# Problem 5: Computing GC Content

The GC-content of a DNA string is given by the percentage of symbols in the string that are 'C' or 'G'. For example, the GC-content of "AGCTATAG" is 37.5%. Note that the reverse complement of any DNA string has the same GC-content.

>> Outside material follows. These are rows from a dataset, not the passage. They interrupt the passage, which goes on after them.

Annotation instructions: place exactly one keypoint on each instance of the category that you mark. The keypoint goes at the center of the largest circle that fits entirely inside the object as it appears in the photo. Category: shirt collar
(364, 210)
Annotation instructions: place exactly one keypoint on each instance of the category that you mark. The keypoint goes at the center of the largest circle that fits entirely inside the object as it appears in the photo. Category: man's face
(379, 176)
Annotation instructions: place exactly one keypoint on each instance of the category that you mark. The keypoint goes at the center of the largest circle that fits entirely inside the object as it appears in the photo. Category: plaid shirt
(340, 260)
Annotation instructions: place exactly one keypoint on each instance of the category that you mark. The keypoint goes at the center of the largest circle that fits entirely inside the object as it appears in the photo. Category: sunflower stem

DNA strings must be labeled when they are consolidated into a database. A commonly used method of string labeling is called FASTA format. In this format, the string is introduced by a line that begins with '>', followed by some labeling information. Subsequent lines contain the string itself; the first line to begin with '>' indicates the label of the next string.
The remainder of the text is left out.